Google Is An Advertising Company: Now Think (Ad) Phone



Much, much truth in the quote below from Forbes. Despite all the detailed speculation about the Google phone, just keep in mind they're using hardware to protect and extend their ADVERTISING SALES DELIVERY SYSTEM. They see it, quite rightly, moving to a mobile market where they can be an even bigger player. Think GooglePages rather than Yellow Pages (more in coming days) and a ton of social networking AdSense advertising bound much more closely to the medium.

"The phone promises to fuse open-source software with Google's applications on a high-end handset. Rubin's team is building custom mobile-phone software atop the free Linux operating system that will bind the phone tightly to Google's online applications and advertising services, sources say. Software from another Google acquisition, Skia, will put a slick user interface on the package. Finally, Google will build all that software into a smart phone built by Taiwanese handset specialist HTC, according to a source familiar with the matter.

In some ways, that's not so different from Microsoft's strategy: put its operating system, and applications such as Word and Excel, onto hardware from HTC, and later on, other manufacturers.
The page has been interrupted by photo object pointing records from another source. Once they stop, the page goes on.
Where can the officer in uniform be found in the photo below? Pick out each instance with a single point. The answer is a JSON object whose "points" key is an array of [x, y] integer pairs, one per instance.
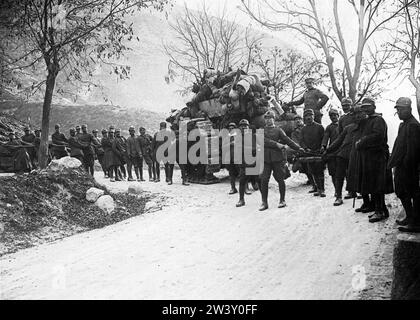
{"points": [[243, 177], [59, 142], [134, 154], [312, 135], [313, 99], [275, 159], [405, 158]]}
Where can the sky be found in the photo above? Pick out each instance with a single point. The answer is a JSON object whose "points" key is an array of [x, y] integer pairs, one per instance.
{"points": [[349, 25]]}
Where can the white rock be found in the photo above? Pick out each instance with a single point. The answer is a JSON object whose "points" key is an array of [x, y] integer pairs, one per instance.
{"points": [[93, 194], [135, 189], [151, 206], [64, 163], [105, 203]]}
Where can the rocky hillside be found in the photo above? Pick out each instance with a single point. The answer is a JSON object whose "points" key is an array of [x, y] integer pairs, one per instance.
{"points": [[95, 116]]}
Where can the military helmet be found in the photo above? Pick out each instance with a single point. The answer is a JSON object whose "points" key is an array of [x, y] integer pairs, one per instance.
{"points": [[403, 102], [346, 101], [368, 102], [308, 112], [333, 111], [269, 114]]}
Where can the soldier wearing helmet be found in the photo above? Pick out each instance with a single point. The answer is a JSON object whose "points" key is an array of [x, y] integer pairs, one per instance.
{"points": [[372, 178], [405, 158], [134, 154], [330, 135], [275, 159], [313, 98]]}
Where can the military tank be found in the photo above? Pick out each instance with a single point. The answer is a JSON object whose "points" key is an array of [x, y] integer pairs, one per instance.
{"points": [[223, 98]]}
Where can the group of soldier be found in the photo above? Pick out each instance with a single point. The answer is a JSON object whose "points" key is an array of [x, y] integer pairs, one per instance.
{"points": [[117, 155], [353, 147]]}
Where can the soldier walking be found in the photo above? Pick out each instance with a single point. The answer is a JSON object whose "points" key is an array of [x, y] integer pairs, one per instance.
{"points": [[330, 135], [312, 135], [313, 98], [275, 159], [134, 155], [405, 158]]}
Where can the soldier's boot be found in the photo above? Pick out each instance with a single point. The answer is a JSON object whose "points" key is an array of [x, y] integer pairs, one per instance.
{"points": [[233, 189], [366, 206], [264, 195], [240, 203], [151, 178], [247, 190], [322, 187], [338, 201], [379, 213], [408, 208]]}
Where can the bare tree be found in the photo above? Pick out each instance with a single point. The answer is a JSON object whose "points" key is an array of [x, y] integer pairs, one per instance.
{"points": [[206, 41], [353, 73], [408, 44], [286, 70], [66, 36]]}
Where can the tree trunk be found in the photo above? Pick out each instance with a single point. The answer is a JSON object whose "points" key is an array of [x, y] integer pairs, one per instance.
{"points": [[46, 108]]}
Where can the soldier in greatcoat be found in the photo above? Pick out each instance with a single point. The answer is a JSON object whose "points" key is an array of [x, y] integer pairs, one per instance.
{"points": [[405, 158]]}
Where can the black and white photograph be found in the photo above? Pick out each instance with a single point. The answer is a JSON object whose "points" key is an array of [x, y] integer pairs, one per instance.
{"points": [[209, 154]]}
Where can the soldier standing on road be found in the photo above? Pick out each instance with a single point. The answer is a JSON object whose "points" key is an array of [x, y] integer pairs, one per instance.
{"points": [[232, 167], [330, 135], [87, 139], [134, 154], [405, 159], [243, 177], [275, 159], [121, 145], [146, 147], [157, 142], [312, 135], [373, 177], [99, 150], [313, 99], [76, 148], [59, 142], [341, 147], [29, 138]]}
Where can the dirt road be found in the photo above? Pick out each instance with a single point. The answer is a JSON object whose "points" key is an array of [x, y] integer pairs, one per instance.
{"points": [[199, 246]]}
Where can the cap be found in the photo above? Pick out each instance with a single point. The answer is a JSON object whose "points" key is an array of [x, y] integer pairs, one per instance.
{"points": [[269, 114], [357, 109], [308, 111], [368, 102], [403, 102], [346, 101], [333, 111]]}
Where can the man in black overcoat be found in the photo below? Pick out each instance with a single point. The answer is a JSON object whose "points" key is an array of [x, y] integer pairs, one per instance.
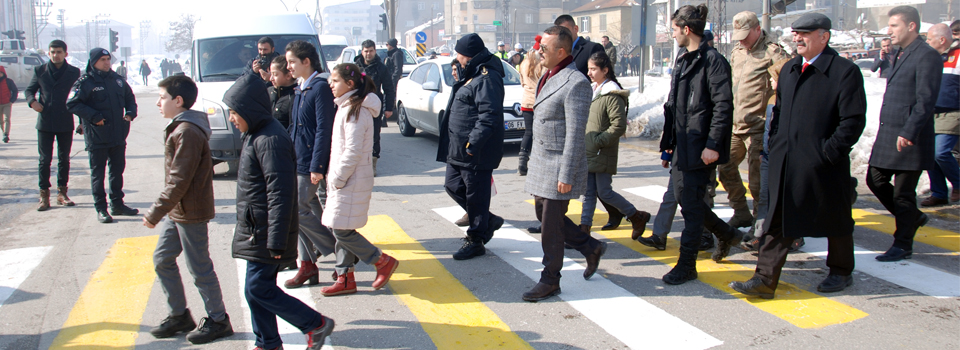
{"points": [[904, 147], [818, 116]]}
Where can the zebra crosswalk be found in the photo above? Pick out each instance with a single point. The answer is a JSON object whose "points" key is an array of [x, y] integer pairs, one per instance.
{"points": [[454, 316]]}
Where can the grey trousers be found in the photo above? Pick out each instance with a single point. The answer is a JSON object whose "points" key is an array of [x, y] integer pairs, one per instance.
{"points": [[191, 239], [601, 185], [312, 232], [663, 222], [351, 245]]}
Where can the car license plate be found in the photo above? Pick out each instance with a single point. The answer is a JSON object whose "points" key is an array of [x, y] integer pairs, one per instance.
{"points": [[518, 124]]}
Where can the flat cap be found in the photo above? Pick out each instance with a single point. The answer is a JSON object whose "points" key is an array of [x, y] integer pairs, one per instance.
{"points": [[810, 22]]}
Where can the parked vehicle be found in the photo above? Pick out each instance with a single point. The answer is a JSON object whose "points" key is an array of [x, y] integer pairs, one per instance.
{"points": [[422, 97], [351, 52], [222, 51]]}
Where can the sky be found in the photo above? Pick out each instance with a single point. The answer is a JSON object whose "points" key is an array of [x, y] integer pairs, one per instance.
{"points": [[132, 12]]}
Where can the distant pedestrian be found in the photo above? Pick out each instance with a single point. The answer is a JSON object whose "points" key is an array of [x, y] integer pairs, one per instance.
{"points": [[187, 202], [144, 71], [606, 123], [905, 142], [373, 67], [122, 70], [350, 182], [558, 164], [946, 119], [266, 231], [819, 115], [53, 81], [311, 130], [106, 106], [471, 141], [8, 95]]}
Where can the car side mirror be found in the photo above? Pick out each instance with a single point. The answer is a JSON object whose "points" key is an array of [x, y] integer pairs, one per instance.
{"points": [[432, 86]]}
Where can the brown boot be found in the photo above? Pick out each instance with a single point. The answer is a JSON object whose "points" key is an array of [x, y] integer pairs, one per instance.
{"points": [[44, 200], [62, 198], [639, 222]]}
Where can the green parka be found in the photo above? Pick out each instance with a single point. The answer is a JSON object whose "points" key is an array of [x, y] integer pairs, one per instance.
{"points": [[606, 124]]}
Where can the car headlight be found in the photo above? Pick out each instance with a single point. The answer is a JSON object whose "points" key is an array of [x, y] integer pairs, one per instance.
{"points": [[215, 115]]}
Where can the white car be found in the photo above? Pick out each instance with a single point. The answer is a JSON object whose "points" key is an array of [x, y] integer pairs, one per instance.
{"points": [[349, 53], [422, 97]]}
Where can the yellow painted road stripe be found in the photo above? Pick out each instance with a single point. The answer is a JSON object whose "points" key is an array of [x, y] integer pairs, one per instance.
{"points": [[450, 314], [887, 224], [111, 306], [801, 308]]}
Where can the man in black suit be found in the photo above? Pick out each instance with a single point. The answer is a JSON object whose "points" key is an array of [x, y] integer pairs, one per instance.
{"points": [[819, 114], [582, 50], [905, 141], [53, 81]]}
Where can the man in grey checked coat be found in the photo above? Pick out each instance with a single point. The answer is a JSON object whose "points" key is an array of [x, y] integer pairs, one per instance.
{"points": [[558, 165]]}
That, however, is where the similarities end. "Licensing a mobile OS is not the endgame," UBS analyst Benjamin Schachter wrote in a note to investors last week.
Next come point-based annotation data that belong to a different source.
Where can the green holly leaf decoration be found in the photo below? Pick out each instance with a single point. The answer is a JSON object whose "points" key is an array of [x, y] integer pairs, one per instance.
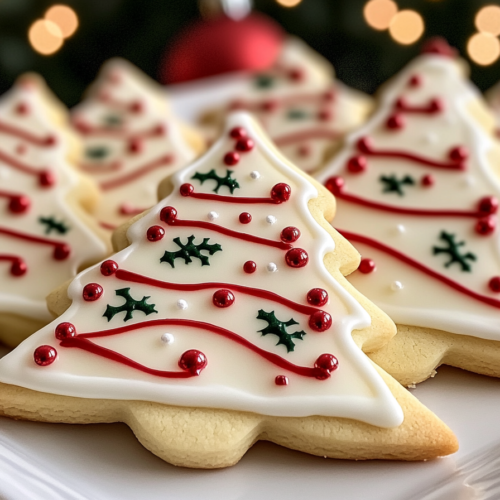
{"points": [[452, 249], [278, 328], [227, 181], [191, 250], [51, 224], [130, 306]]}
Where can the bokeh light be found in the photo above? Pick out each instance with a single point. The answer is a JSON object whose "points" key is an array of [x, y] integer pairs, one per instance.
{"points": [[379, 13], [488, 20], [65, 17], [483, 48], [406, 27], [45, 37]]}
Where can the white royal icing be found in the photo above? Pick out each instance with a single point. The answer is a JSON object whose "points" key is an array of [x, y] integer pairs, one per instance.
{"points": [[235, 377], [422, 300]]}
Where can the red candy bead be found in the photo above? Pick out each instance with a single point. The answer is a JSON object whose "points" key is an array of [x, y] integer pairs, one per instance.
{"points": [[238, 133], [109, 267], [155, 233], [231, 158], [357, 164], [249, 266], [244, 145], [92, 291], [335, 184], [168, 214], [290, 234], [320, 321], [65, 331], [44, 355], [325, 365], [187, 189], [317, 297], [245, 218], [281, 192], [193, 361], [19, 204], [296, 257], [223, 298], [366, 266]]}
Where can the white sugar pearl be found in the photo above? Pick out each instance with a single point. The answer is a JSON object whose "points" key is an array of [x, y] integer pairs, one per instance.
{"points": [[167, 338], [182, 304], [272, 267], [396, 286]]}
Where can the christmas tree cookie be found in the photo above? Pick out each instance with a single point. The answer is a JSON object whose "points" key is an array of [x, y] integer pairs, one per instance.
{"points": [[131, 141], [417, 191], [299, 104], [225, 319], [46, 236]]}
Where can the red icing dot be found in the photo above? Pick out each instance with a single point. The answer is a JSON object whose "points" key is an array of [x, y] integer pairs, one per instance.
{"points": [[92, 292], [19, 204], [238, 133], [281, 192], [335, 184], [494, 284], [249, 266], [44, 355], [193, 361], [325, 365], [187, 189], [231, 158], [317, 297], [428, 180], [168, 214], [296, 257], [65, 331], [109, 267], [245, 218], [155, 233], [290, 234], [357, 164], [395, 122], [485, 226], [281, 380], [244, 145], [61, 252], [223, 298], [366, 266], [320, 321]]}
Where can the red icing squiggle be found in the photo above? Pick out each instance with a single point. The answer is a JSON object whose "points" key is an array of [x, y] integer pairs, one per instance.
{"points": [[193, 287], [353, 237]]}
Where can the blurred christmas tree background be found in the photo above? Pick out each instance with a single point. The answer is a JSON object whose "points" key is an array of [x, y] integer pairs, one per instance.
{"points": [[140, 30]]}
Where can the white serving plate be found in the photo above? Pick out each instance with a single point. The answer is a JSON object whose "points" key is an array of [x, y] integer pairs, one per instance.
{"points": [[105, 462]]}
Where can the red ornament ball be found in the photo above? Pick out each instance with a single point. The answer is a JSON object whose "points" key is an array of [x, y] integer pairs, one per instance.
{"points": [[193, 361], [281, 192], [290, 234], [367, 266], [320, 321], [109, 267], [245, 218], [155, 233], [223, 298], [65, 331], [249, 266], [44, 355], [317, 297], [296, 257], [168, 214]]}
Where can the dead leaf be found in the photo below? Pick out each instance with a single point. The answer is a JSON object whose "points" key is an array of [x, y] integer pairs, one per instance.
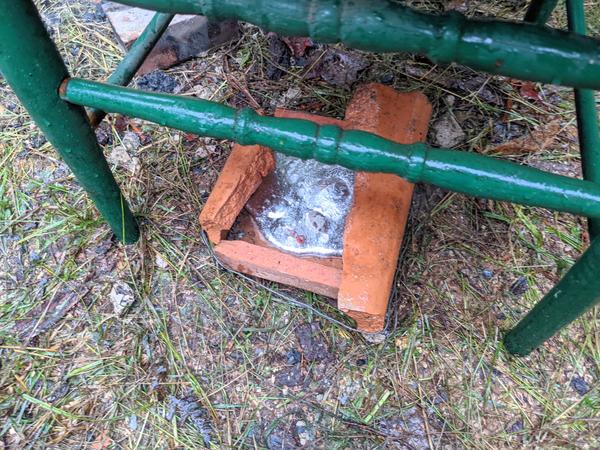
{"points": [[529, 91], [298, 45]]}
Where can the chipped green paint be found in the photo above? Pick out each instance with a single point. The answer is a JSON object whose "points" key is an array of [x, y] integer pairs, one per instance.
{"points": [[539, 11], [577, 292], [469, 173], [135, 57], [587, 115], [519, 50], [34, 69]]}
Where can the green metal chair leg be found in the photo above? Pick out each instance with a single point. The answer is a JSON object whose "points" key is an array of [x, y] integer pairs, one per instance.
{"points": [[587, 116], [34, 69], [539, 11], [578, 291]]}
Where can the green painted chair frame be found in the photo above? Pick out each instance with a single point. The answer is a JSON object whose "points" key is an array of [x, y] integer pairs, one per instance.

It is dissatisfaction with the ability of today's phones TO CARRY TARGETED ADVERTISING (my emphasis)--rather than a thirst for software-licensing revenues or desire to build cool gadgets--that is pushing Google to take on the mobile-phone market, industry sources say. "[Google] will likely focus on extending its current ad-based economic model," Schachter writes.

In my mind, not "likely" but absolutely. This ain't no iphone.